Примчался малоизвестный мальчик на трехколесном велосипеде.
— Идут! — закричал он, врываясь в тень дома и мелькая полосатыми носками.
Все кинулись к черному ходу, который, надо сказать прямо, зимой заколачивали домоуправы, чтобы спасающийся вор, вбежав в парадное, не проскакивал сквозняком на северную сторону, где анохинский шестиэтажный дом, и мыловаренный завод, и пустые ящики золотятся на закате.
Площадка первого этажа была забита детьми, в открытых дверях квартир теснились взрослые, а серые пролеты этажей дрожали под ногами процессии, которая ползла вниз по лестнице под полифоническое пение двух песен сразу: «Шумел, горел пожар московский…» и «Когда я был мальчишкой, носил я брюки клеш…»
И метались запахи одеколона «Цветочный», и одеколона «Трианон», и портвейна «111», и «Ерофеича». Дым папирос взвивался и плавал — «Северная Пальмира» и «Наша марка» с сургучной печатью, «Бокс» в этот день не курили. Капуста.
Тут Клавдия, новобрачная, зарыдала, чтобы ее заметили, а на ней жакет фисташковый с воротником из леопарда. Слезы текут по пудре, а Федя, брат, посмотрел на нее своим взором, и она унялась.

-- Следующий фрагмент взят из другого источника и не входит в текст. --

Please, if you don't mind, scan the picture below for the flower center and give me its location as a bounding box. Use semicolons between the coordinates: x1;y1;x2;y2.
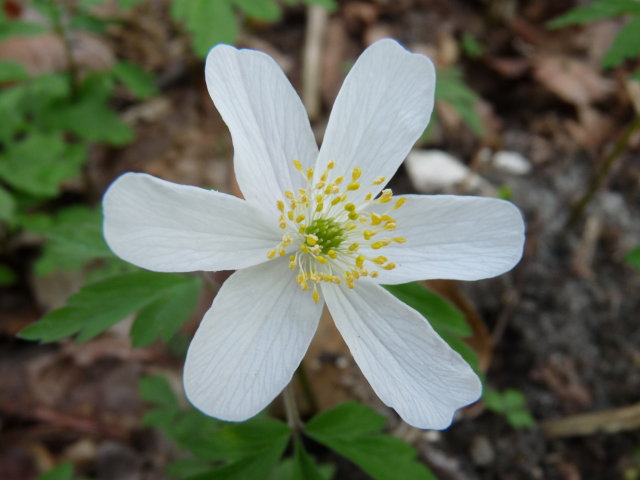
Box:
267;160;406;302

Быстрые гости уже потянулись туда, где сараи и голубятни Гусева двора, и Рыпина двора, и двора Косолапова, и семиэтажный панченский дом, бывший доходный. «Была весна, цвела сирень, и пели пташечки», — гремела песня, и пожилые бабы топтали клумбу с татарским визгом. А потом новобрачная сидела, никому уже по пьяному делу не нужная, и глядела туда же, куда глядели и гости, и весь дом-новостройка номер семнадцать с синими окнами, и закат из-за Семеновской, из-за пустырей, из-за ремонтного завода, закат до слез, граждане.
И туда же в сторону ворот глядел Панфилов, по прозвищу Памфилий.
А было ему тогда девять лет, и его била и раздирала благушинская дворовая весна, ее запахи и страсти, и пустыри с полынью и патронными гильзами — их роняли обозы с утильсырьем. Его вела, оглохшего от песен, благушинская неожиданная судьба, и сиреневый дым Атлантиды заволакивал ему глаза.Атлантида… Он услышал про нее из черного диска репродуктора, что стоял на отцовском столе рядом с пепельницей из резного мыльного камня, купленной в двадцатые шальные годы для красоты жизни. Гошка всегда слушал радио, уткнувшись носом в черную картонную ночь репродуктора, и все передачи были для него ночные. Он услышал однажды конец передачи о том, что потонуло царство. Золотое царство потонуло двенадцать тысяч лет назад, и он услышал слово «Атлантида». Он не знал тогда, что это на всю жизнь, но почему-то заплакал. Оттого, наверно, что ему всегда доставались только концы передач или начала, обрывки тайны и предвкушения, и ничего не давалось в руки целиком, и оставалось только изматывающее волнение. И теперь он стоял маленький впереди всех и смотрел на ворота. Все смотрели на ворота, но только все теснились друг к другу, и у женщин были заискивающие глаза, а мужчины дымили папиросами. Потому что от ворот-то шел Чирей.